The decision by Judge Koh is significant as Apple has just begun to get benefits from its litigation against Samsung in the California court. The Judge had earlier refused to issue a permanent injunction saying that Apple had not shown it would suffer irreparable harm without an injunction. The U.S. Court of Appeals for the Federal Circuit, however, vacated her decision and remanded it back to the lower court for further proceedings.
In another patent infringement lawsuit in the same court, Samsung has paid up conditionally $548 million, which is a part of the damages award by a jury in another case in the California court for infringement of both Apple's utility and design patents. Samsung contested the damages after the claims of one of the patents, the 'pinch-to-zoom' patent that Apple has asserted, was found invalid by the Patent Trial and Appeal Board of the U.S. Patent and Trademark Office, according to a Samsung filing.

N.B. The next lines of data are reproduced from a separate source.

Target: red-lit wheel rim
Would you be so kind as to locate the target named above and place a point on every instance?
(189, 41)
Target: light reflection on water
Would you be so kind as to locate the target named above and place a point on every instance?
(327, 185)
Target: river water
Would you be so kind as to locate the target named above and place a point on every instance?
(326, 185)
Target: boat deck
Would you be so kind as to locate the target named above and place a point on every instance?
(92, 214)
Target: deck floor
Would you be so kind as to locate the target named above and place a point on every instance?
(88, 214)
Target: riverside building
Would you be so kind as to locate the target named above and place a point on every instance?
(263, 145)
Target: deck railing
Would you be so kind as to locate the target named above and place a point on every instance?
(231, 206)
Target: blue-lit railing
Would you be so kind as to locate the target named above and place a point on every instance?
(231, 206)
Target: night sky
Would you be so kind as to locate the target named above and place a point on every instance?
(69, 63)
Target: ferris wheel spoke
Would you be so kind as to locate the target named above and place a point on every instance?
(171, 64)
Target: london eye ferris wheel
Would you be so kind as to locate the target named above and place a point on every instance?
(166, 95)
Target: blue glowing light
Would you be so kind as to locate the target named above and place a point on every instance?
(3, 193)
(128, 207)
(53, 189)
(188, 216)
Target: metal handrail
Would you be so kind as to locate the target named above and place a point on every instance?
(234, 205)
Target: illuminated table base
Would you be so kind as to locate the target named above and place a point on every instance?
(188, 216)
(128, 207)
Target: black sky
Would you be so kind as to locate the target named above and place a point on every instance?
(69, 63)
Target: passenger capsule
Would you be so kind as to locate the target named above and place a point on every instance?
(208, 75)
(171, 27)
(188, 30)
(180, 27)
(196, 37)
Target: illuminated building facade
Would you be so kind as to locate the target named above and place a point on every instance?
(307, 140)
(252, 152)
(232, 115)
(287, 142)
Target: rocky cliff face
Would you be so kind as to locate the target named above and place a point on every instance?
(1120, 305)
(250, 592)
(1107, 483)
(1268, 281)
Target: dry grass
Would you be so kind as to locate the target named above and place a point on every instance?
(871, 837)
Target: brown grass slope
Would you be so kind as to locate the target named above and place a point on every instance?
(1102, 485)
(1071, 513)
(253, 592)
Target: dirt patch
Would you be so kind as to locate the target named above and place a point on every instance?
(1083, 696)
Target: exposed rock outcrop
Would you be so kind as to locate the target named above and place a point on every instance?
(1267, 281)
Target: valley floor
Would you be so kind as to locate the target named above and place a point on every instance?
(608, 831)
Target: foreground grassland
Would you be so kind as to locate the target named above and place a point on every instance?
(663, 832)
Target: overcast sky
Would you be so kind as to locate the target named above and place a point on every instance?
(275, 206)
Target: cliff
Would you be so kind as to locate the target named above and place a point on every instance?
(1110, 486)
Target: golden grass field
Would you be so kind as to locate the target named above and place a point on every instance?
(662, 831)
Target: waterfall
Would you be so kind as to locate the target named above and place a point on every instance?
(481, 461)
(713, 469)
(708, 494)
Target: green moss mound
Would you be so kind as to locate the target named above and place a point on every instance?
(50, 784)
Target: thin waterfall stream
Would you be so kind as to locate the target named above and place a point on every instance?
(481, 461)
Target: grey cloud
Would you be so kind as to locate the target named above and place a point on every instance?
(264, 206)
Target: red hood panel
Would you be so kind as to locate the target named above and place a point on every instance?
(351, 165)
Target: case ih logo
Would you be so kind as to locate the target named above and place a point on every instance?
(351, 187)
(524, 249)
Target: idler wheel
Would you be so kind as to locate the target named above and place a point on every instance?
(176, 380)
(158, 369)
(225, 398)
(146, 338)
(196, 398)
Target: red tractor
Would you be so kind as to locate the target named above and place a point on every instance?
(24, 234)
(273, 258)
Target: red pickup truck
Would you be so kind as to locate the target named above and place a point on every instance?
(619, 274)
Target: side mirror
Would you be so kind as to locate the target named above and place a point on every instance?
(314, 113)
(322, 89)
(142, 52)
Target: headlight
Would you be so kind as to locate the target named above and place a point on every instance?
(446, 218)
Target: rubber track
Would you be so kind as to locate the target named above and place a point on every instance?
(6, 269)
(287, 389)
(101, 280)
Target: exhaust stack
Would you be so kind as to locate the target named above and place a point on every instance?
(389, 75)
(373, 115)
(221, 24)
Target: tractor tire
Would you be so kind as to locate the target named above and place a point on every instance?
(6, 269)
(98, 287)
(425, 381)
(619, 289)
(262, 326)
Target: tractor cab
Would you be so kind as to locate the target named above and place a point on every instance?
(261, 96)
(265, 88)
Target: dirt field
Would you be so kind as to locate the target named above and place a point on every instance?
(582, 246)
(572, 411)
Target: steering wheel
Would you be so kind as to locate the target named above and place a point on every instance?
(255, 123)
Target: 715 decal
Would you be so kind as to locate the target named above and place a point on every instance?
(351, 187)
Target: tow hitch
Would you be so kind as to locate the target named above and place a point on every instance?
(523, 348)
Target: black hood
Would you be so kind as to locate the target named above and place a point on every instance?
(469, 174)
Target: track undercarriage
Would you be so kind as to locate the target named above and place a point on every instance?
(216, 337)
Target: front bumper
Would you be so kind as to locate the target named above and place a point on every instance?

Samsung is also asking the Supreme Court to review the principle for award of damages on design patents and has got support from some tech companies on this issue. The award included all of Samsung’s profits from infringing products even though the patented designs are only minor features of those products, the company has argued.
An earlier decision of the Federal Circuit "gives the inventor of a 'discovery' claimed in a fairly narrow design patent the right to the profits made on a complex device that is the result of literally thousands of separate, patented, innovations," industry trade body Computer & Communications Industry Association pointed out in its filing to the Supreme Court on Friday.